The researchers will compare blood samples from heart disease patients and normal people to detect subtle differences in the proteomes of the two groups. The proteome comprises the total number of proteins in an organism, much as a genome comprises its genes.
"This study is a new approach to unraveling the mysteries of the world's No. 1 health problem," said Duke's Chris Granger, a cardiologist at the Duke Clinical Research Institute and lead Duke investigator for the study.
"Although the sequencing of the human genome was heralded as one of science's greatest accomplishments, studies such as this one are essential for determining how the code of life produces the specific proteins that play a role in heart disease," Granger continued.
"This important project links the sophisticated capabilities of GeneProt in proteomic technologies, bioinformatics and protein synthesis to the exquisitely detailed patient phenotypes provided by Duke's unique Databank for Cardiovascular Diseases," said Sandy Williams, M.D., dean of the Duke University School of Medicine and vice chancellor for health affairs at Duke University Medical Center. "I believe this collaboration among Novartis, GeneProt and Duke University, under the leadership of Chris Granger, is a model for academic/industry relationships that will benefit our patients in the coming decade".

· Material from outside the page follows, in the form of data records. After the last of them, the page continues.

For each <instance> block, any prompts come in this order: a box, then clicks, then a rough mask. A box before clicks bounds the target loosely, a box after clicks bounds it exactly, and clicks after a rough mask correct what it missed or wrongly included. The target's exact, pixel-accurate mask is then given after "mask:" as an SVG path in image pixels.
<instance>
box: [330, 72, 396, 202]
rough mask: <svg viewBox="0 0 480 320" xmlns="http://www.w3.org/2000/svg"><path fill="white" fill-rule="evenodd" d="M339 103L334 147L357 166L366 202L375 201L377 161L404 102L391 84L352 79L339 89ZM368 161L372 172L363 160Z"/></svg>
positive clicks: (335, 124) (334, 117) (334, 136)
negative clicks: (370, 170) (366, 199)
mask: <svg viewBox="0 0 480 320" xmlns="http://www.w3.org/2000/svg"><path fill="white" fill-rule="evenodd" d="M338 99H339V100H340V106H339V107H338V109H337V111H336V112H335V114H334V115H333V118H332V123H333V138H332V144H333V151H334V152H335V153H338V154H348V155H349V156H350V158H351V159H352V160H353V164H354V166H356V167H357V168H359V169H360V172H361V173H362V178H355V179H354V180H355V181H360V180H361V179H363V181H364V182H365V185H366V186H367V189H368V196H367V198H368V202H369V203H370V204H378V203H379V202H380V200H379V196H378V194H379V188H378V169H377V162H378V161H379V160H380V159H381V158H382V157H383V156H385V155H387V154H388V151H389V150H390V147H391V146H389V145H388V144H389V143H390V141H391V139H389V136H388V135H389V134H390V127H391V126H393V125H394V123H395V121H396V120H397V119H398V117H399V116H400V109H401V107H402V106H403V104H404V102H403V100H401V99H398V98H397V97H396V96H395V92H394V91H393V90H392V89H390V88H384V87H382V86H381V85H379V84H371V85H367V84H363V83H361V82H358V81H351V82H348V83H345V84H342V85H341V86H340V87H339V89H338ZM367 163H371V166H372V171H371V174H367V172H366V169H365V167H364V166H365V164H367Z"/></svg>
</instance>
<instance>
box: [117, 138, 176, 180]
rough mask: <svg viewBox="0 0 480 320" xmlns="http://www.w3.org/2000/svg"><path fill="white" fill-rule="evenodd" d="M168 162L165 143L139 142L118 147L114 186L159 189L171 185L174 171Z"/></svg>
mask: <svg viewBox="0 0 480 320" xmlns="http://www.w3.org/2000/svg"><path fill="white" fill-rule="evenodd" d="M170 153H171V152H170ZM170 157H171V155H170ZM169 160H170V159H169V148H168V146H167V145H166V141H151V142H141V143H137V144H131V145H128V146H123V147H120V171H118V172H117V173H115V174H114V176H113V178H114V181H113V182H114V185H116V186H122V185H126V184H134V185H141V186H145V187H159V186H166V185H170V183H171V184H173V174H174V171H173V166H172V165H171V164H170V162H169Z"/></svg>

To assemble ideal comparison groups with and without coronary artery disease, the research team searched through the tens of thousands of patients entered in Duke's Databank for Cardiovascular Disease, --the world's largest and longest-running cardiac catheterization-based database -- to select 241 patients who fulfilled specific criteria,. After matching such characteristics as gender, age and ethnicity, they narrowed the group further to 53 individuals, who matched closely with 53 healthy individuals. Then they collected blood from all of the participants and ended up with a total of six liters for each group.

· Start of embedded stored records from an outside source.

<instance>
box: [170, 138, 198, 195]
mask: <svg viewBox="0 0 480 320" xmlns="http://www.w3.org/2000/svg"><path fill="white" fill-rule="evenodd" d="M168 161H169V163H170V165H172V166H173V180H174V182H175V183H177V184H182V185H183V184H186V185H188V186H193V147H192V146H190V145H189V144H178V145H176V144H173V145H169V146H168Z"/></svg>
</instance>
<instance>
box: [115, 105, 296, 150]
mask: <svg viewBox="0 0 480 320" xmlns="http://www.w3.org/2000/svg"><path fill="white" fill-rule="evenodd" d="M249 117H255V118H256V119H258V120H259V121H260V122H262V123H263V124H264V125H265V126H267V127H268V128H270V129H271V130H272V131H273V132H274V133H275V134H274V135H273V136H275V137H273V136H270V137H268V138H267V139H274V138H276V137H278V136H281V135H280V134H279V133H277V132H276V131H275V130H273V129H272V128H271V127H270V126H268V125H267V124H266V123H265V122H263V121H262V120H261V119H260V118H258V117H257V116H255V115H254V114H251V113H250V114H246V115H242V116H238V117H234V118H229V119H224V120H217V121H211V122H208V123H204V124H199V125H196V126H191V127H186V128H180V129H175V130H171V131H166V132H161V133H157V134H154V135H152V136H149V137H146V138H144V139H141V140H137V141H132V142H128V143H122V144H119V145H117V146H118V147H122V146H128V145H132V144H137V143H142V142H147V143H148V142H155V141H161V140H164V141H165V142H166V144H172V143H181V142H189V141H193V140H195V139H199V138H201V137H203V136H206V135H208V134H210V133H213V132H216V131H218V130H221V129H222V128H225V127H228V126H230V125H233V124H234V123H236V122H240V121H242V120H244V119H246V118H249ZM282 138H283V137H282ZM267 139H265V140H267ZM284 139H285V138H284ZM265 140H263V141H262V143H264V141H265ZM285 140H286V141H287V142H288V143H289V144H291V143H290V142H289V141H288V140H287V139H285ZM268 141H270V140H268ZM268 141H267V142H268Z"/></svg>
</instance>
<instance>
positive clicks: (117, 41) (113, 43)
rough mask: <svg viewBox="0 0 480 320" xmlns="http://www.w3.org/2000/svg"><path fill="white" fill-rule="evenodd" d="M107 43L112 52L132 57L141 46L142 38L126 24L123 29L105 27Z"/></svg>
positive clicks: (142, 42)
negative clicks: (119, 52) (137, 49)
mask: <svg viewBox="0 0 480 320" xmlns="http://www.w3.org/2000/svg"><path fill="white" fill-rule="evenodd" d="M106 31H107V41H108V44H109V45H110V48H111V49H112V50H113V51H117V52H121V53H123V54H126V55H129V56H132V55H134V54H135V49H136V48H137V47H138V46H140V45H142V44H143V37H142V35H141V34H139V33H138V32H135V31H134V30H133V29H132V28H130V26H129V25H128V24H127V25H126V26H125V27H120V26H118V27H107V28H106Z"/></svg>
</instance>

"It is necessary to use large volumes in order to have sufficient quantities of those proteins present at very low concentration -- this involves pooling, which also serves to dilute normal differences with occur between individuals unrelated to the disease process," said Keith Rose, Ph.D., chief scientific officer for GeneProt.

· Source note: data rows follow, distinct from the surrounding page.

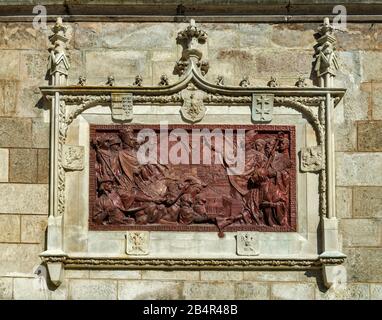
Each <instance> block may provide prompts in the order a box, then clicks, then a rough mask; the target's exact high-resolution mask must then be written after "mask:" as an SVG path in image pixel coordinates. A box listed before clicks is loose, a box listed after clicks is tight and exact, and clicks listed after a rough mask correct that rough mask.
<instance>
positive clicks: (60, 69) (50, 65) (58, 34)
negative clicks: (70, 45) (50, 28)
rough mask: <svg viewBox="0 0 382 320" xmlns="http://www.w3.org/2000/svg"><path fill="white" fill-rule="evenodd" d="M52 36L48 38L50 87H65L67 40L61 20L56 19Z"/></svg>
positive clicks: (66, 56) (66, 70)
mask: <svg viewBox="0 0 382 320" xmlns="http://www.w3.org/2000/svg"><path fill="white" fill-rule="evenodd" d="M51 30H52V32H53V34H52V35H51V36H49V41H50V42H51V43H52V46H51V47H50V48H49V52H50V56H49V64H48V69H49V76H50V83H51V84H52V85H66V84H67V79H68V71H69V68H70V64H69V60H68V57H67V56H66V43H67V42H68V41H69V38H67V36H66V31H67V27H66V26H64V25H63V24H62V18H61V17H58V18H57V21H56V23H55V25H54V26H53V27H52V29H51Z"/></svg>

GeneProt has completed its analysis of the smaller proteins and is now analyzing the larger proteins in the samples. Proteins that are present in one sample but not the other, or are present in widely differing amounts, are likely to be associated with the disease process and could be promising candidates for further investigation, according to Granger.
"This is the first time that in-depth proteomic analysis has been tackled on the scale of many liters of plasma, which is greater than 1,000 times more than is usually used," Rose said. "This allows identification of proteins in low concentration that may be novel and important factors in causing disease."
GeneProt then synthesizes the smaller interesting proteins, and Novartis will test them in further studies.
"We analyzed more than 25,000 fractions in our analysis of the small proteins and have delivered Novartis several releases of the protein database," Rose said. "Some interesting new proteins have already been synthesized, which validates our vision of an industrial-scale proteomics approach."
Granger has no financial interest in either GeneProt or Novartis.